For anyone who appreciates Alpine folk this is a must-have, but don’t take our word for it. As is often the case, the neofolk connoiseurs over at The Shadows Commence put it better than we can. Go read their review.
Lord Bassington-Bassington can only add that not only is Urbärglieder a really enjoyable album, the band Fräkmündt itself inspires an endless barrage of dubious puns (hence the title of this post). And as His Lordship is already under surveillance by the humour police, we’ll spare you any more (but feel free to get fräky in the comments section).
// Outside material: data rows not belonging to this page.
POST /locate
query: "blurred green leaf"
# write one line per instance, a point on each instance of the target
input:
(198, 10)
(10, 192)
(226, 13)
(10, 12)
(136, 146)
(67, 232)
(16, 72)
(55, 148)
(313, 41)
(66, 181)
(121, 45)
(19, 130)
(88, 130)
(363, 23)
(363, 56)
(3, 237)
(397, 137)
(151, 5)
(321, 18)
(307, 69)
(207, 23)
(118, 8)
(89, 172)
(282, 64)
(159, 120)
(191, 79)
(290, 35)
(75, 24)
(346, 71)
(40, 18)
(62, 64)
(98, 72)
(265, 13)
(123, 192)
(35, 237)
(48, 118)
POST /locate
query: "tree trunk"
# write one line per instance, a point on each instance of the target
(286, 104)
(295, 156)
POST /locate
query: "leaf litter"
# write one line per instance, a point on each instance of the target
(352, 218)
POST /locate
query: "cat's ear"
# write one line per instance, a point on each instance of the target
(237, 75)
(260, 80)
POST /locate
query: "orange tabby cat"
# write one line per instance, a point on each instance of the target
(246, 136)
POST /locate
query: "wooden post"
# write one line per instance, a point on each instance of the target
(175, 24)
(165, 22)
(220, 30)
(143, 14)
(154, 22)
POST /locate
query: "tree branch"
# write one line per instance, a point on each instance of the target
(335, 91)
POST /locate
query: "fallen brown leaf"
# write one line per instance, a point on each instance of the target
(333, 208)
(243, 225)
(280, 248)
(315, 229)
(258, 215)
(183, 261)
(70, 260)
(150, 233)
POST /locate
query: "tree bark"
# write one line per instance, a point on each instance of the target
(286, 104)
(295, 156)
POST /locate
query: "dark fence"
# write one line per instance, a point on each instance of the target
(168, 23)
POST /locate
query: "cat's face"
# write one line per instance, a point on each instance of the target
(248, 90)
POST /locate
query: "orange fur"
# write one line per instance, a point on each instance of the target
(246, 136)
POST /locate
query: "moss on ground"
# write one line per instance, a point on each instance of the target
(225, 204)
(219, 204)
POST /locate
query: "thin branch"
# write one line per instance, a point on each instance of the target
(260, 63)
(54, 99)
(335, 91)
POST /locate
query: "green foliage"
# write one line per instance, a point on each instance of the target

(Limited version of the record, which His Lordship was too slow to get hold of a copy of. Yes, His Lordship is sometimes a bit slow).
Some of our associates claim that Fräkmündt have also recorded a version of the song “Chainsaw Gutsfuck”, originally recorded by some Norwegian metal band His Lordship can’t quite remember the name of (was it Return?), but sadly, that’s not included on Urbärglieder.
Of the Wand and the Moon are playing in Paris. And the poster was just too beautiful not to reprint here. Not least because Lord Bassington-Bassington has always had a weakness for constructivist poster art.
Figure-enhancing cut, warm wool, velvet collars. Nothing beats a covert coat - it dresses down a suit and dresses up more casual outfits. No wonder it's the coat of choice for both country gentlemen and skinheads. Don't just take Lord Bassington-Bassington's word for it, listen to Major Hoad.
There are many English clothing companies famous for their covert coats. Cordings and Crombie have more or less defined the coat, but any self-respecting company will sooner or later try their hand at an interpretation of the covert coat.